Unlike its peers, Tesla includes neither R&D nor the operation of its own dealerships in automotive cost of revenue. The gross margin metric also is a driver for the CEO’s stock option awards. Analysts have so far refrained from questioning Tesla’s highly problematic gross margin calculation and thus heavily skewed industry peer comparison in conference calls and research notes. For Q1 2019 automotive gross margin would have come in at 15.6% instead of 20.2%, a material difference of about 25%.
And about Tesla’s in-house chip design capability:
Despite decades of American IC design, layout and fabrication prowess, with short-term involvement of Jim Keller of Apple and AMD IC design fame, Tesla insisted that it had to turn to Chinese experts in order to obtain the “brain” that's instrumental in its Level 5 autonomous driving effort, replacing Nvidia (NASDAQ:NVDA) as a supplier. The company stated: “For a product as safety critical to consumers, and critical to the essence of Tesla, we turned to industry experts who could achieve this quality and complexity in addition to the deadlines, which was not possible outside of China.” On 3rd May, U.S. trade officials rejected Tesla’s bid for relief from President Trump’s 25% tariffs on Chinese exports to the U.S., on its Chinese-made “brain” for Model 3.
And with regard to the EV market growth:
A side effect of un-coordinated governmental intervention is that it often promotes, possibly inadvertently, expensive, oversized, overweight and thus highly unsustainable BEVs, making them particularly attractive for wealthy households that often purchase EVs as a secondary or even tertiary vehicle – as a material feel-good icon that shall demonstrate their concern for the environment. However, wanting to better the world by way of oversized overweight BEVs amounts to nothing but arriving at the beach to drain the ocean with a teaspoon.

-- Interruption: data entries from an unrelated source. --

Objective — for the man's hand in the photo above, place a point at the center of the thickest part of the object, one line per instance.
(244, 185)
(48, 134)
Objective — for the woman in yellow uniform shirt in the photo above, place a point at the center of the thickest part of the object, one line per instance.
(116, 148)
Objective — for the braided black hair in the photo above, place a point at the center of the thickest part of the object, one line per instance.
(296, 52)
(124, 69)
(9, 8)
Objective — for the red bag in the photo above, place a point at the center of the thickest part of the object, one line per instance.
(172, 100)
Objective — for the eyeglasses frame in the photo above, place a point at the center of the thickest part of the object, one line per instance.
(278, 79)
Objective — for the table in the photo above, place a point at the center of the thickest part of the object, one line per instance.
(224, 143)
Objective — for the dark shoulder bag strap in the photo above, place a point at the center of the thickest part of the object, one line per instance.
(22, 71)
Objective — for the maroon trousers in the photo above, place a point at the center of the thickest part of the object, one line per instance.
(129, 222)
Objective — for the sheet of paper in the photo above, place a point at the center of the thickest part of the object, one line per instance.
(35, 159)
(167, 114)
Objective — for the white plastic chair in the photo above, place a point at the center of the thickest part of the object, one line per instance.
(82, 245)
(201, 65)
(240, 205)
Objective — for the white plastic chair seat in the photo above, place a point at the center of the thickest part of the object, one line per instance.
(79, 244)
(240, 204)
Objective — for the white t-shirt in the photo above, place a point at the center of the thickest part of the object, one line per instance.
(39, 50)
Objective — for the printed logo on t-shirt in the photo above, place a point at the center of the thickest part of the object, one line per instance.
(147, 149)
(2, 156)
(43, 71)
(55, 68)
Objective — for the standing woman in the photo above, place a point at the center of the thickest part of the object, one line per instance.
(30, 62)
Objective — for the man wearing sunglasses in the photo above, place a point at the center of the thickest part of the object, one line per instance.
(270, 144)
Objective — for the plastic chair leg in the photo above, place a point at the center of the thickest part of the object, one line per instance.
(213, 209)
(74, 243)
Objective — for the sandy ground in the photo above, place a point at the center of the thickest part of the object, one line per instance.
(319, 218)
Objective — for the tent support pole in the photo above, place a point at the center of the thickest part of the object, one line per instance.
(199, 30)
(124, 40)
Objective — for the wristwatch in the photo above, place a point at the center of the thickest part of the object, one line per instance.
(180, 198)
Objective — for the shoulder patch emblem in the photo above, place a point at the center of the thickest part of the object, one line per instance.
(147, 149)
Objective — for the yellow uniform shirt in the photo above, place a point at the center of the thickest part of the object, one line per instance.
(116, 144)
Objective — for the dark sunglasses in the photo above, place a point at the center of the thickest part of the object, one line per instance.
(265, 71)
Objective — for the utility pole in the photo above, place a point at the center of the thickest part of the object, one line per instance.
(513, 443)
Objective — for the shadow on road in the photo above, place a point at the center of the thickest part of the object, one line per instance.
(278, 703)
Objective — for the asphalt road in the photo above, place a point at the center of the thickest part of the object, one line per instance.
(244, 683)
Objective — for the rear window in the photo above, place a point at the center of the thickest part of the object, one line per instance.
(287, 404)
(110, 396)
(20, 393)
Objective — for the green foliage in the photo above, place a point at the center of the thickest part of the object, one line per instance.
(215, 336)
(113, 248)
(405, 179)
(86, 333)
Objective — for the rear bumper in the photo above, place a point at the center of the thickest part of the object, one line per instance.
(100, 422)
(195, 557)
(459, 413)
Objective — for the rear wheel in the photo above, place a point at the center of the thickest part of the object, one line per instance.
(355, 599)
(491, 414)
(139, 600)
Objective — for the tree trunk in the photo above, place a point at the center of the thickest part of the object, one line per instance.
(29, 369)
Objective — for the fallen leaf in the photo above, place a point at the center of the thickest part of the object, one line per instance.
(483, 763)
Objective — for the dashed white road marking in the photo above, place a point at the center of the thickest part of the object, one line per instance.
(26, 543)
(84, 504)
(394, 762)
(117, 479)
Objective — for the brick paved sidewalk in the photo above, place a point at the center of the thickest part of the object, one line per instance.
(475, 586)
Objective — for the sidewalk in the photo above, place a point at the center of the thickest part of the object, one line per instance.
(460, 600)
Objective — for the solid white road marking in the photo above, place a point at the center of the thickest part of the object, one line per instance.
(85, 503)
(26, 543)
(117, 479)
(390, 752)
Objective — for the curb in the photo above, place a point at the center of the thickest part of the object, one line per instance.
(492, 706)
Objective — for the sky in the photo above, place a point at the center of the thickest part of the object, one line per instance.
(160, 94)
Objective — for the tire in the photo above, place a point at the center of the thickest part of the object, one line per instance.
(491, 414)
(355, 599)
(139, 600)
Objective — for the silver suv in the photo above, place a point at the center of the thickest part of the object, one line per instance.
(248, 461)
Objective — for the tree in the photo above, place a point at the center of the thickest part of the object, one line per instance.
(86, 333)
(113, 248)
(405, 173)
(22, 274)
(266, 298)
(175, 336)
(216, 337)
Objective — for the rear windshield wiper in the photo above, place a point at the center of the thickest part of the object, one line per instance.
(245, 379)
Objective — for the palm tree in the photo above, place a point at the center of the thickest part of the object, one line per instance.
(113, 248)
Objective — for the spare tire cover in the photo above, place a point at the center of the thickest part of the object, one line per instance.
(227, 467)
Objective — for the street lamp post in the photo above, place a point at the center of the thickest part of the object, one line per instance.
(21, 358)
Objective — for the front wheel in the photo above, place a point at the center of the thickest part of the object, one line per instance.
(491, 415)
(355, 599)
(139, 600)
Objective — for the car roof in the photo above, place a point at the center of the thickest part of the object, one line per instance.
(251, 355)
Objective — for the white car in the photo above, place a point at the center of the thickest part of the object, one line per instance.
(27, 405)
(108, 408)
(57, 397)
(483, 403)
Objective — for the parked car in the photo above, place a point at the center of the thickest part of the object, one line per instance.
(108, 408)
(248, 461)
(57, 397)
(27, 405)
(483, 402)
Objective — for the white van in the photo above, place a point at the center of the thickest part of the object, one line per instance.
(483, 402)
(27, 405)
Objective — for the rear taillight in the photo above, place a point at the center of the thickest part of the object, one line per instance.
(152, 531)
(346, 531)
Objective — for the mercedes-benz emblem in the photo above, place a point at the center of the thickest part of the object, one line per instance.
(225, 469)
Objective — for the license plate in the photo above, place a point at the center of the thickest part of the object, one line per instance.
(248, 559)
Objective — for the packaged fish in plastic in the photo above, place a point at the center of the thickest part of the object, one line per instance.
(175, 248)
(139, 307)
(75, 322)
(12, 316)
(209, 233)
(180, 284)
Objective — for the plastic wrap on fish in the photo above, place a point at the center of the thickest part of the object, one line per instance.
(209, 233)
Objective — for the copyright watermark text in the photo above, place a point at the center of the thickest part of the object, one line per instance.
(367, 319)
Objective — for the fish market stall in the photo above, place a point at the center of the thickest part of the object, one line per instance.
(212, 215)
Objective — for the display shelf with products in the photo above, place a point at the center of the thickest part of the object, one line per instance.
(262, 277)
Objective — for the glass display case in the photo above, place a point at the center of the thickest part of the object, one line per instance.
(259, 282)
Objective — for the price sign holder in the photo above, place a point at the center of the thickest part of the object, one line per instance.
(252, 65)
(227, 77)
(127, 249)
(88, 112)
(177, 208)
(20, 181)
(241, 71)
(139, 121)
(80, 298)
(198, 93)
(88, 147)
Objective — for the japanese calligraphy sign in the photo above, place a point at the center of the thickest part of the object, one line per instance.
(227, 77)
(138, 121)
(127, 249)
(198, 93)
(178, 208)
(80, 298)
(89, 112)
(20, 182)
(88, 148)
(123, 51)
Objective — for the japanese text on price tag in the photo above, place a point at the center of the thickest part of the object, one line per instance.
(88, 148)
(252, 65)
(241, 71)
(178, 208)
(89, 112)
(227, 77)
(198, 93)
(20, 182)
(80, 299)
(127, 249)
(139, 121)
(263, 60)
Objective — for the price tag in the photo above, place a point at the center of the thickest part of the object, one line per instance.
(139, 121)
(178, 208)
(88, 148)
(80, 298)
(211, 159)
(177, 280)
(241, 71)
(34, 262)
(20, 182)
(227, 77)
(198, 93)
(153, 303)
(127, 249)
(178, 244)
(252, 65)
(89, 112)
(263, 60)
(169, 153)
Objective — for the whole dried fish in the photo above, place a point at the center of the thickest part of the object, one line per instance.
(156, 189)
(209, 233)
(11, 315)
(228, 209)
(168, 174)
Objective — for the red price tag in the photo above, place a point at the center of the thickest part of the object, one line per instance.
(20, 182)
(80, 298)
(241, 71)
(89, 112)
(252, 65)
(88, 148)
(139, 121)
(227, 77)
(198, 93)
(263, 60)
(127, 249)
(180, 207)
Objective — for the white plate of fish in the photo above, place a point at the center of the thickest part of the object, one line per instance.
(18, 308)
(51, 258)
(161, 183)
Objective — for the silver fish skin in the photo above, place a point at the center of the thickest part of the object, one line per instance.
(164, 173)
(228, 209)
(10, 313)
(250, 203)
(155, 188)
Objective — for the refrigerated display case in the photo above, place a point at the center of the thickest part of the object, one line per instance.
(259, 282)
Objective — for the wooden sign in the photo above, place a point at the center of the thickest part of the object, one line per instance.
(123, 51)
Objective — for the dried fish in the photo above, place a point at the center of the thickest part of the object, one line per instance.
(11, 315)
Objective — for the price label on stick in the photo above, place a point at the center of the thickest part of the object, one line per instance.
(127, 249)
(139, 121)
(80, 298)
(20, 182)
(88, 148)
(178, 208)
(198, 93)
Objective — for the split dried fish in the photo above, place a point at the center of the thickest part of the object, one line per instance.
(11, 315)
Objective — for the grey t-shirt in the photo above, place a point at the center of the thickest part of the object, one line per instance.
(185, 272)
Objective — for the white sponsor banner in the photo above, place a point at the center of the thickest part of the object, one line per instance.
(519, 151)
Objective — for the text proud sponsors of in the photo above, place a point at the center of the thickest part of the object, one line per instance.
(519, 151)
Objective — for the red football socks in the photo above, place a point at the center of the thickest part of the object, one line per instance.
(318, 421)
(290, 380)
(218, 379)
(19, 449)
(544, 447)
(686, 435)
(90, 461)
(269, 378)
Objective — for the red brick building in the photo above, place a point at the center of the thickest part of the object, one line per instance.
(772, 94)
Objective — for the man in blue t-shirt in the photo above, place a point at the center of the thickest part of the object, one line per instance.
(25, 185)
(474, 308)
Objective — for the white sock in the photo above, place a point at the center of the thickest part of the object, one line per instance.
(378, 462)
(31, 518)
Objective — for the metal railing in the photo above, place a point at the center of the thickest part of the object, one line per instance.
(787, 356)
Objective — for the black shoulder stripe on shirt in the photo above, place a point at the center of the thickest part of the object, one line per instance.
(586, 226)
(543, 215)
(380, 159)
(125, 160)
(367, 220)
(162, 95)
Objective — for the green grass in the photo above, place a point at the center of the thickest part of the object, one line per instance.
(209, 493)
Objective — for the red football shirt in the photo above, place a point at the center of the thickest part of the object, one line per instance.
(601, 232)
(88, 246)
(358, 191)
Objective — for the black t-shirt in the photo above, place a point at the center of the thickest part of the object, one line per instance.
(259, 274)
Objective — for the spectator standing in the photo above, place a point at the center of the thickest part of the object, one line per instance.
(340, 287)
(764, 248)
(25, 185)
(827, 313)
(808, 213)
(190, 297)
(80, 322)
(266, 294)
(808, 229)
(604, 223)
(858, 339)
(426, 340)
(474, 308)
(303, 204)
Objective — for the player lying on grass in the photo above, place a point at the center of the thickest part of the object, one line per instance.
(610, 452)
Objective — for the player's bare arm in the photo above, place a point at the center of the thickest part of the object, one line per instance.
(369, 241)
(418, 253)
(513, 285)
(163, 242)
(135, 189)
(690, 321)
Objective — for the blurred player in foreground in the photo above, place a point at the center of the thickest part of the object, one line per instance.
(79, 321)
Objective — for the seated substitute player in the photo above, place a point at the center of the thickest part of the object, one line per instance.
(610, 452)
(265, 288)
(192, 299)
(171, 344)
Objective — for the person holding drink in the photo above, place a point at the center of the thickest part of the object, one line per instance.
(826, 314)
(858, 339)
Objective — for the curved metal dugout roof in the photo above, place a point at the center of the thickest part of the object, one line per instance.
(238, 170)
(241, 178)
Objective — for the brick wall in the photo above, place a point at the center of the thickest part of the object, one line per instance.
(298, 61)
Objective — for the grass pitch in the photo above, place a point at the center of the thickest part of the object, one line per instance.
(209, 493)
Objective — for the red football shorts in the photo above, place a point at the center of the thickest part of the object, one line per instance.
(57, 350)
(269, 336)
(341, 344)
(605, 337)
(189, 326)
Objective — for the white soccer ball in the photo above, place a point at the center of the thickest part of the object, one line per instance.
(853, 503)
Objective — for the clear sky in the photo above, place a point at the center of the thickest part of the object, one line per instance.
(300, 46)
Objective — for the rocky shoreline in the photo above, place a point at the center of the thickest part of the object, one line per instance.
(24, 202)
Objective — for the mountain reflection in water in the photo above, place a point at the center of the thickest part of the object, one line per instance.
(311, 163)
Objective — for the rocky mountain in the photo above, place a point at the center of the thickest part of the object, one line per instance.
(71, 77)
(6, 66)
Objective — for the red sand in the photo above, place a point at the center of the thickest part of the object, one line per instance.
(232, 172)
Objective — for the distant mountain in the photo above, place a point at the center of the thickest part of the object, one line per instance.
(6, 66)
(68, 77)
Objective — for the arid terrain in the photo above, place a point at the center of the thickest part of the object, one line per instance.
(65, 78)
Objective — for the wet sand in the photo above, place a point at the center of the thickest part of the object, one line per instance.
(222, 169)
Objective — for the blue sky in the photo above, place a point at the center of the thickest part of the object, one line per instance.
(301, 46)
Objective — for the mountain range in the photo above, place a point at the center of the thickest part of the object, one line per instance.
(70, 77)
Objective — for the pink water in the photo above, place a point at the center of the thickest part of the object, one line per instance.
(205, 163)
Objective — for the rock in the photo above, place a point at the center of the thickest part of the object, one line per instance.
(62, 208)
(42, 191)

The main barriers to EV adoption, particularly in sales regions with low or no subsidies, incentives and benefits, are high price and insurance premiums, followed by range, particularly during the winter season, and the lack of ubiquitous and convenient city and roadside charging infrastructure. The existing strata of high net worth individuals in the aforementioned global growth regions are too small to effect a swift substantial fleet rotation away from ICEVs. For most consumers in those regions, used cars and low-priced ICEVs will remain the dominant vehicle type of choice, the car being the costliest discretionary purchase for most households.
And then there’s the guidance issue:
On 30th January 2019, Tesla’s CEO stated in the Q4 2018 shareholder letter that the company expects to deliver 360,000 to 400,000 cars in 2019. A few hours later, Tesla’s CEO said on the Q4 2018 earnings call that the company will deliver 350,000 to 500,000 Model 3s in 2019. On 19th February, Tesla’s CEO tweeted Tesla will make around 500,000 cars in 2019 to then tweet Tesla will rather achieve a 500,000 car production run-rate at the end of 2019. On 28th February, Tesla’s CEO said on a call with journalists that the company will produce 420,000 to 600,000 cars in 2019. On 3rd April 2019, Tesla’s CEO stated in the Q1 2019 shareholder letter that the company expects to deliver 360,000 to 400,000 cars in 2019, as initially stated in January. Erratic management guidance for core product production and sales does certainly not help to restore investor confidence.
https://seekingalpha.com/article/426491 ... ?dr=1#alt2
Care to refute, discount the source, or the typical ad hominem?